Room Raiders leaving no wall unpainted, no imagination unspurred
You’ll often hear about someone who’s decided to move from the States to Europe to become an artist, but it’s not often that someone moves from London to a farm in rural Stokesdale, NC to become an artist. But that’s just what Tracey Marshall did. OK, maybe she didn’t have much choice. She moved there with her parents at a young age; her father was originally from Stokesdale. She grew up taking art classes at Northwest Guilford High School and later went on to study art at Savannah College of Art and Design, UNCG and Greensboro College.
Now the 31-year-old self-starter and entrepreneur is the founder and co-owner of The Marshall Gallery on Eugene Street downtown, a venture she started five years ago to give herself a place to do her artwork and to help other artists show their work.
She now has over 300 artists whose work appears at the gallery throughout the year and holds regular rotating themed showings open to local artists.
Soon after opening the gallery artist Mary Lester joined her, regularly showing and selling her work through the establishment.
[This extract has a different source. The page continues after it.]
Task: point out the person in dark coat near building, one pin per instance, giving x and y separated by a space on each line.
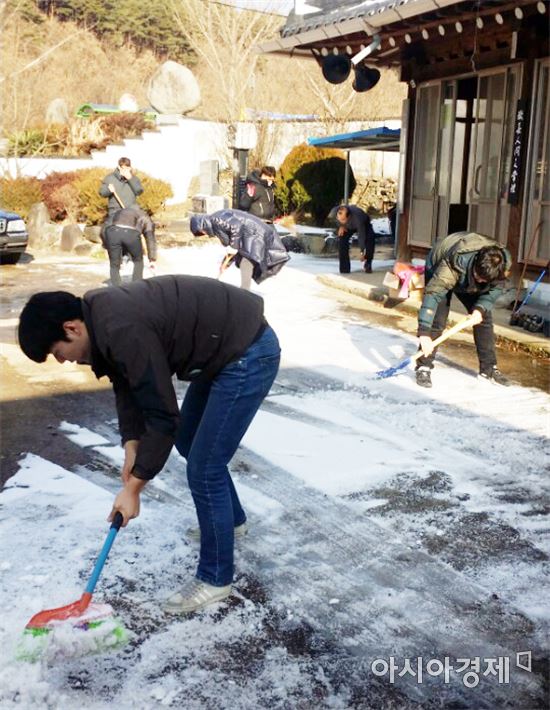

Lester, a former schoolteacher, has painted portraits professionally, done illustrations for children’s magazines and owned a ceramics business. Though she still illustrates for several magazines her claim to fame is her creation of the character ‘Meeva,’ a saucy red-head whose features are sagging a little due to her age but remains a ‘woman of power.’ Lester created Meeva as someone she could identify with; and apparently so can a lot of other women as Meeva is now a nationally known celebrity whose image is on cards, mugs, ornaments and handbags at countless card and gift shops.
Over the years Marshall and Lester have grown close to one another, sharing the same interests and work ethic. And each has been asked to custom paint rooms for friends and clients over the years, either in a themed style or faux finish. When one needed assistance she would call on the other, whether it be in design, painting or gathering resources for the job. Finally, they decided why not work together? So they formed Room Raiders, a specialized service that will come to your office or home, listen to your idea, and help design something unique just for your walls.
‘“[It’s] faux and mural outside the box.’” Marshall says, describing the style of the duo’s work. Downstairs at the Law Center on Elm a large, paneled painting of a group of hip-looking, faceless party girls with dainty wine glasses, designed by Marshall, brings a contemporary look to an otherwise drab space. ‘“It’s not your common art,’” she continues.
Marshall says she likes to do ‘“funky, creative’” type work while Lester takes on a more realistic approach, called ‘trompe l’oeil,’ that can fool you into thinking a painted hall or set of stairs on a wall is really there. Lester once painted a scene of two dogs looking out a window that she entitled ‘“Waiting for Dad.’” The painting is framed with an old, white window pane and shutters and is so realistic that, in a snapshot she shows me, a real dog looks into the painting as if hoping the other two will jump out the window to play.
Between the two of them, Marshall and Lester have the resources and contacts to create anything that one might imagine. They can use headboards, fences, old windowpanes, or other objects to create three-dimensional elements in their work and their connection to other community artists give clients an unlimited amount of imaginative freedom. If they can’t create it then they certainly know who can.
There’s no way to put an exact price on what they do. Each job is different, but the team will come to your location for free the first time to hear your ideas and help design something right for you. After that, they try to base the price as accurately as possible based on time it will take and materials used so there is no surprise fee at the end of the job.
In the end it’s just a couple of girls doing what they love to do: painting, creating, and leaving a lasting impression that’ll leave you smiling every time you see it.